To investigate the transcriptional changes in the ob/ob NASH mice subcutaneously injected either with NTC or Dgat2-1473, total RNA was isolated from the livers of these mice and assessed for changes in gene expression profiles by RNA sequencing (RNA-seq). A poly A selection of mRNA species was used for rRNA removal to enrich our dataset. Principle component analysis (PCA) for RNA-seq showed a clear segregation and clustering of NTC and Dgat2-1473-injected groups (Figure S4A). Next, it was important to assess the possible off-target silencing of Dgat2-1473. For that, the seed enrichment p value was calculated using a Fisher's exact test comparing the prevalence of the seed (guide 2–8) target in the 3′ UTR of genes that were downregulated with the prevalence of the seed target in the 3′ UTR of genes that were not downregulated. The analysis revealed that Dgat2-1473 did not elicit detectable off-target silencing among all the reads that were collected by RNA-seq (Figure S4B).

To better visualize the upregulated (Figure 5A) and downregulated (Figure 5B) differentially expressed (DE) genes and pathways, heatmaps were generated. The data generated by RNA-seq was first filtered to eliminate genes whose expression level was not above 10 reads in any sample and then DESeq2 was employed to determine DE genes, using an adjusted p value of 0.05 as the cutoff and requiring at least a 1.5-fold change, up or down. The list of DE genes was then analyzed using the enrichGO function in the clusterProfiler package. The pathways were analyzed using the simplify function with options of a p value cutoff of 0.05. This was followed by manually specified merging of similar pathways to produce heatmaps. DE genes were clustered according to the pathways they were involved in and the pathways displayed on the left column alongside the heatmap. Color scheme for the DE gene presentation was produced by Z-scoring method (−2 to +2 standard deviation from the mean). In these heat maps, DE genes were clustered depending on the pathways that are shown in a color-coded manner. This analysis revealed 34 upregulated (Figure 5A) and 43 downregulated (Figure 5B) pathways that are significantly altered in the livers of ob/ob NASH mice treated with Dgat2-1473.

Figure 5.

Figure 5

Dgat2 silencing by Dgat2-1473 elicits significant changes in many pathways and genes in the livers of genetically obese mice with NASH

DEBrowser data that came from the DolphinNext RNA-seq pipeline (Figure 5) was first filtered to eliminate genes whose expression level was not above 10 in any sample, and then DESeq2 was employed to determine DE genes, using an adjusted p value of 0.05 as the cutoff and requiring at least a 1.5-fold change, up or down.
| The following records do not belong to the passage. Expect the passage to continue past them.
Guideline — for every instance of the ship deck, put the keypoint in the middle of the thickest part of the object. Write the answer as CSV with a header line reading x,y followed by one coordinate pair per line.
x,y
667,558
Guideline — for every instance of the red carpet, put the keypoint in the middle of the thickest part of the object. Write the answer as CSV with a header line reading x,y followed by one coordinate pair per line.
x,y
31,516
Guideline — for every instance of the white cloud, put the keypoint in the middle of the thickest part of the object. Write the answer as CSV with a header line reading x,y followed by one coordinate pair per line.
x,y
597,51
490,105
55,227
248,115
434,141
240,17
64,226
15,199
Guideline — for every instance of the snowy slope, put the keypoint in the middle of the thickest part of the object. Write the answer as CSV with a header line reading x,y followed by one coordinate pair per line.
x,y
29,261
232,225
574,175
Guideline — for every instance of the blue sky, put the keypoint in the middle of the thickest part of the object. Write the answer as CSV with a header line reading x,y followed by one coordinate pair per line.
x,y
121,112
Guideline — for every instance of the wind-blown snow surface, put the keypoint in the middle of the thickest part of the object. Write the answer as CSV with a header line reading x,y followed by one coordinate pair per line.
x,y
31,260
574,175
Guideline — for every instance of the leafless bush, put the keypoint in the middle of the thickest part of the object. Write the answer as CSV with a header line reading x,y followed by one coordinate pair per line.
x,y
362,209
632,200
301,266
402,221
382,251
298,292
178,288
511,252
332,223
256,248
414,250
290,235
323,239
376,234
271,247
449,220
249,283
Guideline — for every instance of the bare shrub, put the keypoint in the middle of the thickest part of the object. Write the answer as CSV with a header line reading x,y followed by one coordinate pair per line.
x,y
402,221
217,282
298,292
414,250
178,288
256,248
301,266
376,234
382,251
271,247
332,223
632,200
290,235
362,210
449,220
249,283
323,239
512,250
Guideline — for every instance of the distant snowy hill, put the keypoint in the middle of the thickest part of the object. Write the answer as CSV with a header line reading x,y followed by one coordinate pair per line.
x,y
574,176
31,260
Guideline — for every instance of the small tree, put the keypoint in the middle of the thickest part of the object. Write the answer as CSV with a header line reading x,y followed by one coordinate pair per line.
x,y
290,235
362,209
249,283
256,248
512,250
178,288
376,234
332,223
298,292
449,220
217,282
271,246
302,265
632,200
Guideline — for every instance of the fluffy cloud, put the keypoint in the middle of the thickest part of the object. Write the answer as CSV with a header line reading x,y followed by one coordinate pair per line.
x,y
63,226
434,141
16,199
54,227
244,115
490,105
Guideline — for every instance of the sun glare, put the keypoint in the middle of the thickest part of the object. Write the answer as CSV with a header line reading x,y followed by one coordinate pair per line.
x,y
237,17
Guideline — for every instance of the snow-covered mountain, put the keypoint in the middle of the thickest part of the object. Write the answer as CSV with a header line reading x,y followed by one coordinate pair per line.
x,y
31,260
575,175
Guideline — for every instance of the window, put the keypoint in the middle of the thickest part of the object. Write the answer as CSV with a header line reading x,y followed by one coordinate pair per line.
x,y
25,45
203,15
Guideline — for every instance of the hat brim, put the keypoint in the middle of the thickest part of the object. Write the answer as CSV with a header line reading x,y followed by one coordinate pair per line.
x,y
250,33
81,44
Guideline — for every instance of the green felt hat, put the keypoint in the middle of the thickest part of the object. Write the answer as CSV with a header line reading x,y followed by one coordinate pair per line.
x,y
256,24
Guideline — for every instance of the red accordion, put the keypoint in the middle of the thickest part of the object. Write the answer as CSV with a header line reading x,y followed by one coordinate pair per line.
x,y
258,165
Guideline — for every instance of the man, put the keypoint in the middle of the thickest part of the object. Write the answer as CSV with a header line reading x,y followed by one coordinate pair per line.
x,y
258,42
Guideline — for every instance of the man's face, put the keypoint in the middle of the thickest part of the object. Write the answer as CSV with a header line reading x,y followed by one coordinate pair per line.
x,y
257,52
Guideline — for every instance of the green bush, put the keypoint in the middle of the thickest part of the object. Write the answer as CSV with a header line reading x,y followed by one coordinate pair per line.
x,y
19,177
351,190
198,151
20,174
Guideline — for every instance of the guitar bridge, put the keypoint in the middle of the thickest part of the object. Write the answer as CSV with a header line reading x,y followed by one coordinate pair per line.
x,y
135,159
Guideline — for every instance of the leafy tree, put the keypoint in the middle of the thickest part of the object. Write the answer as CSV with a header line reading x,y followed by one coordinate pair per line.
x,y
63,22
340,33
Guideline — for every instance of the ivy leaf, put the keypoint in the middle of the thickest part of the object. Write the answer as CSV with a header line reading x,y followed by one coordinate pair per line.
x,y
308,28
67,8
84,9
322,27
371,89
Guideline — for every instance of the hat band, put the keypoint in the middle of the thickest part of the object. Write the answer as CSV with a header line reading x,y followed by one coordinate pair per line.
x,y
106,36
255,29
The list of DE genes was then analyzed using the enrichGO function in the clusterProfiler package. The pathways were simplified using its simplify function with options of p value cutoff of 0.05. This was followed by manually specified merging of similar pathways to produce heatmaps. DE genes were clustered according to the pathways they were involved in, and the pathways (color coded) were displayed on the left column alongside the heatmap. Color scheme for the DE gene presentation was produced by Z-scoring method (−2 to +2 standard deviation from the mean) on expression levels normalized for sample depth by DESeq2. Heatmap representation of (A) upregulated and (B) downregulated DE genes clustered by the pathways in which they are involved.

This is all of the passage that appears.